Published research has documented illnesses due to food-stimulated immune response that includes the following: irritable-bowel syndrome (diarrhea, constipation or both combined), migraine and other headaches, fibromyalgia, and more. But through 1996, this aspect of immunological research was primarily investigated in Europe, not the USA.

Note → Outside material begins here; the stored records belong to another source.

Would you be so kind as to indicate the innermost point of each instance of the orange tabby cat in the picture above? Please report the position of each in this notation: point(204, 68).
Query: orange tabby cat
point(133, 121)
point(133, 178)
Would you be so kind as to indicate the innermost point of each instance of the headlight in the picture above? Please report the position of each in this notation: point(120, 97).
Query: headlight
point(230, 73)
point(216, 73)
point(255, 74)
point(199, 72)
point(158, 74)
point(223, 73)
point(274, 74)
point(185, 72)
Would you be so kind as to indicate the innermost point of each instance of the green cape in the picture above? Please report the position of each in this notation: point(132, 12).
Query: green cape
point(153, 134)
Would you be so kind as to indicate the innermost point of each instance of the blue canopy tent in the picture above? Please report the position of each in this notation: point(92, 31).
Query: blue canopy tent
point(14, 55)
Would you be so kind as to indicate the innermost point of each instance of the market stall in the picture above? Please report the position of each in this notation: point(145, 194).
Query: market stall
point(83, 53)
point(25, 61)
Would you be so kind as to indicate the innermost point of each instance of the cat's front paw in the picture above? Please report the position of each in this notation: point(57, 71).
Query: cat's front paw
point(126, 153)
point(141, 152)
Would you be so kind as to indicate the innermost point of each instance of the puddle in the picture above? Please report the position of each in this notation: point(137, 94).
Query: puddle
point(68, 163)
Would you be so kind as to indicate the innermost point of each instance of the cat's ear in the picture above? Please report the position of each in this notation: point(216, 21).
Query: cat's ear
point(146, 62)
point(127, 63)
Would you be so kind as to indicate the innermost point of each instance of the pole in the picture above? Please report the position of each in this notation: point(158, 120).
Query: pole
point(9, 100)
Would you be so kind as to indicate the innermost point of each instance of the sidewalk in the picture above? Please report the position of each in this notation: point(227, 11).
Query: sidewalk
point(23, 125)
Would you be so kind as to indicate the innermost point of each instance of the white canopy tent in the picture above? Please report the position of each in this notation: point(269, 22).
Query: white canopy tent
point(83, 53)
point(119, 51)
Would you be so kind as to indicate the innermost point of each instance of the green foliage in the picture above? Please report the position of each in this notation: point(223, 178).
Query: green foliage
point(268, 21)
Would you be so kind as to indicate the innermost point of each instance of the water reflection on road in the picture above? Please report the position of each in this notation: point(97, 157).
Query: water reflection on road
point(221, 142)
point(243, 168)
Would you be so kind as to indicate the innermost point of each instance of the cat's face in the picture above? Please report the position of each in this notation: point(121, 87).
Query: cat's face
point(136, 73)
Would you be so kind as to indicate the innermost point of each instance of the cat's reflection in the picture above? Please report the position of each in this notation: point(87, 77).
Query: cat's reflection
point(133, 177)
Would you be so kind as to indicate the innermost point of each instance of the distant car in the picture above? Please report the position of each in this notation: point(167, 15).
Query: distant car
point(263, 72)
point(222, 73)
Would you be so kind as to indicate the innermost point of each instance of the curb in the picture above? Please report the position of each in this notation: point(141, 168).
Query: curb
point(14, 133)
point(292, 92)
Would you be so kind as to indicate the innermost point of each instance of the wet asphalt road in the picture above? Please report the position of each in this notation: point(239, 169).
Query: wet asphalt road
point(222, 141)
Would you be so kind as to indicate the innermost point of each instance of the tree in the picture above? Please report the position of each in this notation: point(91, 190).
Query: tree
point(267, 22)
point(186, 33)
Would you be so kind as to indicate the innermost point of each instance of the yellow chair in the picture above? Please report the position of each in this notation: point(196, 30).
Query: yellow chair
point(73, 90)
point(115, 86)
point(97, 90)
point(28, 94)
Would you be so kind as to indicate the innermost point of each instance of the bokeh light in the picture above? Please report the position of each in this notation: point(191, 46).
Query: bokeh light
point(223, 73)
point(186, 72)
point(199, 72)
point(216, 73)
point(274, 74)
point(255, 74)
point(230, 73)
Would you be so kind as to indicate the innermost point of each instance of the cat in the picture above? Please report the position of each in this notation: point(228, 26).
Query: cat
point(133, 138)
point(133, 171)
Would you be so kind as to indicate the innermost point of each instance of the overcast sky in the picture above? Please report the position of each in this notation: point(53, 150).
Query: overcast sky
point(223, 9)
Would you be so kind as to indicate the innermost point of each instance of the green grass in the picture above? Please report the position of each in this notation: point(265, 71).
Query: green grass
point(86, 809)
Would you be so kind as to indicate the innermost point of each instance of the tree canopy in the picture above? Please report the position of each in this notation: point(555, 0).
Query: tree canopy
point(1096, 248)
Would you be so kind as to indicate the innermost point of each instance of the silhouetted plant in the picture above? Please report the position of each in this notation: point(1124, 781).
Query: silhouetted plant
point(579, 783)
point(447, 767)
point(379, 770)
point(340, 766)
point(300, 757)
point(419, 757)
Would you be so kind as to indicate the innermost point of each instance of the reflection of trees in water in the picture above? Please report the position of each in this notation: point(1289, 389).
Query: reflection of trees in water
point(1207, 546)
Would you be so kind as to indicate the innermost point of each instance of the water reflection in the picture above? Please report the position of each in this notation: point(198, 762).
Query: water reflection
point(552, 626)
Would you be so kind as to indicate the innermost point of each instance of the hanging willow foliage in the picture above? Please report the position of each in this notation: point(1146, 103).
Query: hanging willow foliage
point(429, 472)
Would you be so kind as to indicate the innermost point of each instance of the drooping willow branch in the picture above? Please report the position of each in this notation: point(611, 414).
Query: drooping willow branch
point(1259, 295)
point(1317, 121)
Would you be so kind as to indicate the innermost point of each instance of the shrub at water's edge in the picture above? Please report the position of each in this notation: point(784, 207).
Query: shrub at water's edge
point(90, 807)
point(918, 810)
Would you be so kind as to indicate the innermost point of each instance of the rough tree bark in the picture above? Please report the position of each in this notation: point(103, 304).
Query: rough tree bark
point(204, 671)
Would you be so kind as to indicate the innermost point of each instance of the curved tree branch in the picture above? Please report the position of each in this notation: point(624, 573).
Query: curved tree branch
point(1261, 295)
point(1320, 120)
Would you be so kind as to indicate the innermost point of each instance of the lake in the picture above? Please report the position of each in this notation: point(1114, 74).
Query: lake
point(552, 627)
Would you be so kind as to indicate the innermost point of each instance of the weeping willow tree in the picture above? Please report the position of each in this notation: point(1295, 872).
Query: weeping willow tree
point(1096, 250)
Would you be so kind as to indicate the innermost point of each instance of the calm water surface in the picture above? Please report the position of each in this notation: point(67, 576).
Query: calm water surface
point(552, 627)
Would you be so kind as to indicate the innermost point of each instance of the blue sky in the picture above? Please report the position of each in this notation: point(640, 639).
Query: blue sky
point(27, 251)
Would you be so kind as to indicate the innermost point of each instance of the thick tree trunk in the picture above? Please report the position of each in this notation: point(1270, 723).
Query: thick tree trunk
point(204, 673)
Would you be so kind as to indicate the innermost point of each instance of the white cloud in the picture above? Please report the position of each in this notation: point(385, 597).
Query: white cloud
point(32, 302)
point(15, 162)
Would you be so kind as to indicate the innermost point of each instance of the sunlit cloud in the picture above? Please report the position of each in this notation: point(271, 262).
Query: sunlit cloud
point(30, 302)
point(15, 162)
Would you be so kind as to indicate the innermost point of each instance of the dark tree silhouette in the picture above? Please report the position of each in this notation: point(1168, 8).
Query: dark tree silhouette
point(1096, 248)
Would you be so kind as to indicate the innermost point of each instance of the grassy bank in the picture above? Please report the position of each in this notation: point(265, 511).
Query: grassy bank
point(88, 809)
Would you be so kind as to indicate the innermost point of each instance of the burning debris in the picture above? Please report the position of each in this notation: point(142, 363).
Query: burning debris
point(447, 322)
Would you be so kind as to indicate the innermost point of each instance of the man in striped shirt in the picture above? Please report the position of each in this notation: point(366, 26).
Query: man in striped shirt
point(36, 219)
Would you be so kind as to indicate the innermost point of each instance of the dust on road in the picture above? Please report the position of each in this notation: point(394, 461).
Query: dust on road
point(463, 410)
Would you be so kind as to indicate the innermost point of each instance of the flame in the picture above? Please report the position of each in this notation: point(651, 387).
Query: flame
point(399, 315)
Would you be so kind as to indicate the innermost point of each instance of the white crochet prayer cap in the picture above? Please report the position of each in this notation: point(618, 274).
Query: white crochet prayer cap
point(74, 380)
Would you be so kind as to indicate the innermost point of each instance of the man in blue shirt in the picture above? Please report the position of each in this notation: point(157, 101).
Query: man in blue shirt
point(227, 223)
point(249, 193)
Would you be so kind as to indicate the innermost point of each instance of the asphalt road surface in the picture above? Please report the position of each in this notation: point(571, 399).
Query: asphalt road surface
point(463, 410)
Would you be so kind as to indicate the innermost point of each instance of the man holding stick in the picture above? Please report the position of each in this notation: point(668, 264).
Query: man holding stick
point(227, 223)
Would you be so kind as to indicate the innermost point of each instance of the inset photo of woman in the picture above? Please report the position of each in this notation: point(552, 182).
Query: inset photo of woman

Yet some physicians to this day question the link between food sensitivity and illness. This despite the fact that, supporting the idea that immune reactions to food underlies or contributes to various medical conditions, many research articles have been published in journals and books such as Headache, Pediatric Neurology, Lancet, Current Opinion in Immunology, Allergy, Cephalalgia, Journal of the Royal Society of Medicine, Medical Hypotheses, Acta Neurologica Scandinavica, Journal of Pediatrics, Annals of Allergy, Recenti Progressi in Medicina, Journal of Neurology Neurosurgery and Psychiatry, Food Allergy and Food Intolerance, 2nd Ed, Pediatric Review, American Clinical Laboratory, Gastroenterology, Canadian Journal of Gastroenterology, Current Opinion in Immunology, Gut, Bailliere’s Clinical Gastroenterology, Digestive Disease Week, and more.

Even the growing number of doctors who understand and accept that in some people food causes illness — even wholistic doctors — are typically neither trained nor have the clinical tools at hand to do any more than make food-elimination suggestions that amount to shooting in the dark.

It is largely a subset of registered-dietitian nutritionists who have access to the most accurate and helpful blood test as well as the time, training, and protocol to follow through and most fully resolve the link between food sensitivity and illness.

Also, be aware that there is no such thing as universally-appropriate diets to treat food-sensitivity problems including IBS diets, migraine diets, fibromyalgia diets, etc. Every individual is unique and requires a customized approach.